Namun perempuan itu tidak menanggapi dengan baik. Ia merasa risih dan takut kehilangan barang dagangannya, maka ia berlalu begitu saja tanpa menghiraukan Sanak Pogalan. Tapi saat sampai di rumah, perempuan itu terkejut. Sebagian barang bawaannya hilang, padahal ia yakin tidak memberikannya kepada siapa pun. Saat ia mencari tahu, ternyata barang-barang itu telah berada di tangan Sanak Pogalan, meski anak itu tidak pernah mengambilnya secara paksa.
Marah dan curiga, perempuan itu menuduh Sanak Pogalan mencuri. Ia memanggil warga desa dan menghasut mereka agar menghukum anak yang dianggap membawa sial itu. Dalam waktu singkat, orang-orang berkumpul dengan emosi membara. Mereka memukuli Sanak Pogalan hingga tubuh kecilnya terkulai lemah. Namun, sebelum mengembuskan napas terakhir, bocah itu hanya tersenyum dan berkata lirih, “Aku ora nyolong, kabeh iki kanggo wong sing butuh.” Setelah itu, tubuhnya perlahan menghilang, meninggalkan cahaya lembut di sekitar tempat ia terjatuh.
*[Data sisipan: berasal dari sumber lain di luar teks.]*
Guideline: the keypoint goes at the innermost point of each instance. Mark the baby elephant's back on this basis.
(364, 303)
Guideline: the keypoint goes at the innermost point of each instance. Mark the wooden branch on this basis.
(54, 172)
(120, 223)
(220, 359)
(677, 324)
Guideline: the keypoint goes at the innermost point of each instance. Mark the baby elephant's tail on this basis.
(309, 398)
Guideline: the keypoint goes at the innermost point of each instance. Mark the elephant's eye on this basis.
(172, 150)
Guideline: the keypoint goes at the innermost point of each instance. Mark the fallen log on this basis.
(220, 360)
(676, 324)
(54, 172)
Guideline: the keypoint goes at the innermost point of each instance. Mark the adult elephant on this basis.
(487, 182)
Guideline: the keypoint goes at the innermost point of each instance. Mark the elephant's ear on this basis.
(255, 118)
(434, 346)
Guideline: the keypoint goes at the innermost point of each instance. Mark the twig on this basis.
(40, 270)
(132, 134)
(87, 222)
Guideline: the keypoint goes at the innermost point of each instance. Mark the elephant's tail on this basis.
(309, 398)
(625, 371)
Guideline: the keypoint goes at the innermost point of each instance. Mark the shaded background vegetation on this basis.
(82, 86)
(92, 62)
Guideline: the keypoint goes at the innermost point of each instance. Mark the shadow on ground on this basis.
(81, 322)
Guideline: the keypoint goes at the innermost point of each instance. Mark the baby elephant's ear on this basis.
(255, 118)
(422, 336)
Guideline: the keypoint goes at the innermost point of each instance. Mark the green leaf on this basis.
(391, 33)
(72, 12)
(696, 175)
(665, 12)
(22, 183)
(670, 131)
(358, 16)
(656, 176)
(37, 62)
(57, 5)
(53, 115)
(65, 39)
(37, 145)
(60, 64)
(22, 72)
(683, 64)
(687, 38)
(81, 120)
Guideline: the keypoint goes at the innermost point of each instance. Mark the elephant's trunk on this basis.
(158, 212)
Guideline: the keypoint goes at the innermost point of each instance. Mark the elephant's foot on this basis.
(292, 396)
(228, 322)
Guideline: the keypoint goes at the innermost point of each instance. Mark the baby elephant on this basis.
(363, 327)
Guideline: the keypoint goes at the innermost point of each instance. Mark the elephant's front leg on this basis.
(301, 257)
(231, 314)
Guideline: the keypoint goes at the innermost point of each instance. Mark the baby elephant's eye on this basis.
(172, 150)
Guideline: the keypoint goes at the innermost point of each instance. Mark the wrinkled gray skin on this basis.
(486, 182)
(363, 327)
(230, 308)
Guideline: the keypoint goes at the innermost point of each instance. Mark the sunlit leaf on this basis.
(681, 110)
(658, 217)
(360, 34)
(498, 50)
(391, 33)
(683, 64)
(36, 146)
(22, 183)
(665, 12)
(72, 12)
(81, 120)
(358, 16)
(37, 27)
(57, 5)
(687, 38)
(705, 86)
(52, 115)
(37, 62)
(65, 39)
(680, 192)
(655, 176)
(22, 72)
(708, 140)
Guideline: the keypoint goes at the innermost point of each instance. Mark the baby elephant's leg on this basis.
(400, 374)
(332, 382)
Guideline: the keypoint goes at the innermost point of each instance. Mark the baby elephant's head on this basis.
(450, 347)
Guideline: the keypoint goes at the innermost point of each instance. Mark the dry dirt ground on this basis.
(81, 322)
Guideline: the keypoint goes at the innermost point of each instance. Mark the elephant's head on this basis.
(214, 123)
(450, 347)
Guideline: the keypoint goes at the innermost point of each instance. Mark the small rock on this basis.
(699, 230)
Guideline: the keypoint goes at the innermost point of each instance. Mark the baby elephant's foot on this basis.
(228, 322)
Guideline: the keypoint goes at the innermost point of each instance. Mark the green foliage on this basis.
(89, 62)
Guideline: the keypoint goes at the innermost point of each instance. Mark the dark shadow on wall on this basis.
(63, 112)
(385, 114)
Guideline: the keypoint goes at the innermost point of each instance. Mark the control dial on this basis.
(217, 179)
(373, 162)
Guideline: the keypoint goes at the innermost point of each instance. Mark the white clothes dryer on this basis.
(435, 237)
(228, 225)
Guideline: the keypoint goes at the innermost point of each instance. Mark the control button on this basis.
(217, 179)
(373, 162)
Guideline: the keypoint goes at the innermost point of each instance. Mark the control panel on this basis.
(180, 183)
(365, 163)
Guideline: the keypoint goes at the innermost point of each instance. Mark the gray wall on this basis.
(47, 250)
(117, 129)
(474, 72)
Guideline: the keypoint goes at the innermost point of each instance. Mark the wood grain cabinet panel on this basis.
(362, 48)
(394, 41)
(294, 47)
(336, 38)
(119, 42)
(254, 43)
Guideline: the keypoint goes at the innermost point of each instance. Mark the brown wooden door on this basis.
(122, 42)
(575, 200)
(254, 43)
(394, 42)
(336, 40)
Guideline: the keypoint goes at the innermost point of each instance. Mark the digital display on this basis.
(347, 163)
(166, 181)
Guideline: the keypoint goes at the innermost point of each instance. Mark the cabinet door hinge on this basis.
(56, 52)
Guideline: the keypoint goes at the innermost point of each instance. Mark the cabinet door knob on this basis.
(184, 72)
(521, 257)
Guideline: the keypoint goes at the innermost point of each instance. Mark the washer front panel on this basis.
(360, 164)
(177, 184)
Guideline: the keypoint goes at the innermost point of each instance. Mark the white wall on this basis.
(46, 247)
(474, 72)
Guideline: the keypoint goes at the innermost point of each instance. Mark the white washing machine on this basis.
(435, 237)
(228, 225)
Tak lama setelah kejadian itu, warga dikejutkan oleh munculnya sumber air yang memancar deras dari tanah di lokasi tempat Sanak Pogalan dipukuli. Air itu jernih, sejuk, dan tidak pernah surut meski musim kemarau datang. Warga kemudian menyadari bahwa itu adalah karunia dari Sanak Pogalan, wujud kasih sayangnya yang terakhir bagi mereka. Air itu dipercaya memiliki kekuatan membersihkan hati dari keserakahan dan menumbuhkan rasa welas asih dalam diri setiap orang yang meminumnya.
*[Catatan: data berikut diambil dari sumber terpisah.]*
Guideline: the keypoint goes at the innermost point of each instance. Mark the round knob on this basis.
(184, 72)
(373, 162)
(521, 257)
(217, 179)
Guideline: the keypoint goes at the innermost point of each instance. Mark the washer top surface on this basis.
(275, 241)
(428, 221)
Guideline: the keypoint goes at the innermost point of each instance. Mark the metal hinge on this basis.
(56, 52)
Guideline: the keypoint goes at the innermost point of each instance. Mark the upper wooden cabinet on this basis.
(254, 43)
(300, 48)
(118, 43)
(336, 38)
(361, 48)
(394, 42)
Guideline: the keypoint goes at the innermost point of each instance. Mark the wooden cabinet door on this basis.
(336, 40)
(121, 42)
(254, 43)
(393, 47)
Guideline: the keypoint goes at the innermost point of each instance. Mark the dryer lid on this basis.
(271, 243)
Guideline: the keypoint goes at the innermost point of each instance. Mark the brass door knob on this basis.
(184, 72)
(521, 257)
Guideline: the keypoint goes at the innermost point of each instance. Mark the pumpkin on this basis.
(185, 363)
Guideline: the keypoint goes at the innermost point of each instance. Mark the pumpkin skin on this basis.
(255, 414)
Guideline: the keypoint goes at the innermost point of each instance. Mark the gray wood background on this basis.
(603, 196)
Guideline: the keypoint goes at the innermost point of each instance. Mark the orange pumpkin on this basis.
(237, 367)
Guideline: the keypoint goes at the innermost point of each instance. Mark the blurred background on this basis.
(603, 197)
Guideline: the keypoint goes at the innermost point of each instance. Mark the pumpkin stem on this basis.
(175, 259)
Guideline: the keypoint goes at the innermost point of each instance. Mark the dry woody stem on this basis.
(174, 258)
Sumber air itu terus mengalir dan kemudian dikenal sebagai Air Terjun Sedudo, salah satu tempat paling terkenal di Nganjuk. Bagi masyarakat sekitar, Sedudo bukan sekadar tempat wisata, tetapi juga sumber kehidupan yang memberi manfaat besar bagi kebutuhan pangan dan air bersih. Airnya digunakan untuk mengairi sawah, memasak, dan minum, menjadi bagian penting dari keseharian warga yang hidup di kaki pegunungan.
Kisah Sanak Pogalan mengajarkan makna mendalam tentang ketulusan, kedermawanan, dan kasih tanpa pamrih. Ia menjadi lambang bahwa niat baik tidak selalu dimengerti oleh dunia, tetapi alam selalu tahu cara menjaga kemurnian hati. Dari seorang anak yang disalahpahami lahirlah sumber air yang tak pernah kering, pengingat bagi manusia agar senantiasa berbagi dan menghargai setiap ciptaan Tuhan.
Kini, setiap kali gemericik Air Terjun Sedudo terdengar, masyarakat Pogalan percaya bahwa itu adalah suara Sanak Pogalan yang tengah menenangkan bumi, mengalirkan cinta dan kesejahteraan bagi siapa pun yang datang dengan hati bersih.